I tried to write my own function that did the same thing, but I couldn’t get it to work:

val_set <- function(df, column, old_value, replace) {
  df[column][df[column] == old_value] <- replace
}

Then I learned about the replace function, but I can only make it work with $ and not []. And when I go to check on the change with View(), the values remain unchanged. Does that have to do with using $ vs []?

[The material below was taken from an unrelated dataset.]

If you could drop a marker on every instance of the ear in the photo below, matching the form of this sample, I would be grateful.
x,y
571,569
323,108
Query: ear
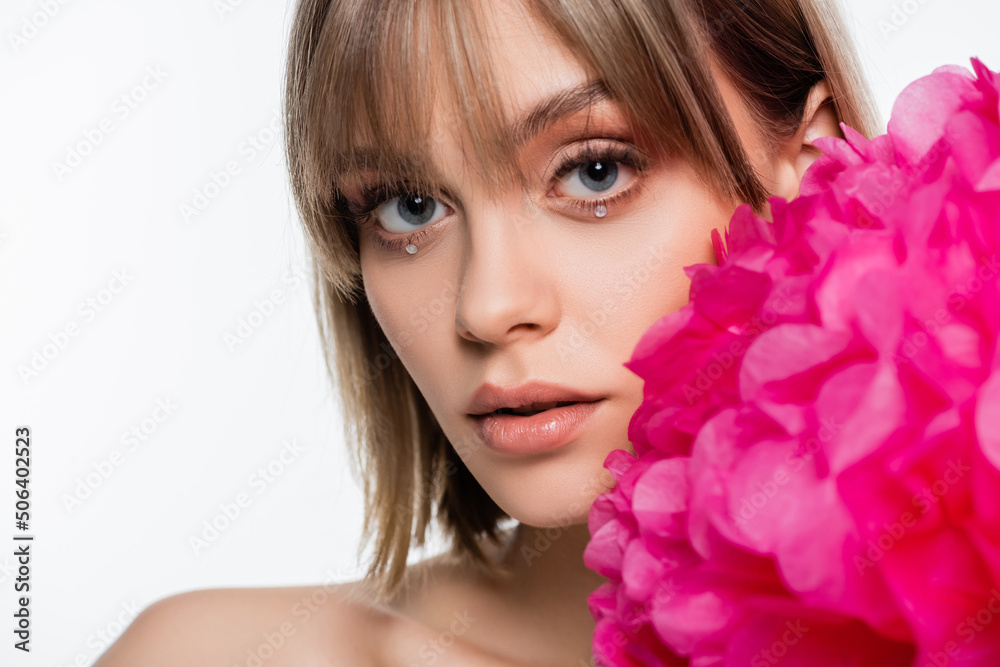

replace(mtcars$cyl, mtcars$cyl == 4, 6)

What is the safest and fastest way to do this?

Answer 1

It is just that we need to assign it back to the object

val_set <- function(df, column, old_value, replace) {
  df[[column]][df[[column]] == old_value] <- replace
  df
}
mtcars <- val_set(mtcars, 'cyl', 4, 6)

Now, check the 'mtcars' 'cyl' column

mtcars$cyl
 [1] 6 6 6 6 8 6 8 6 6 6 6 8 8 8 8 8 8 6 6 6 6 8 8 8 8 6 6 6 8 6 8 6

Answer 2

You can use within and avoid making your own custom function. That makes the code cleaner and more legible.

within(mtcars, cyl[cyl == 4] <- 6)

Answer 3

As you mentioned in the second part of your question on using replace I think you should treat column names as characters. Change your code to this:

replace(mtcars["cyl"], mtcars["cyl"] == 4, 6)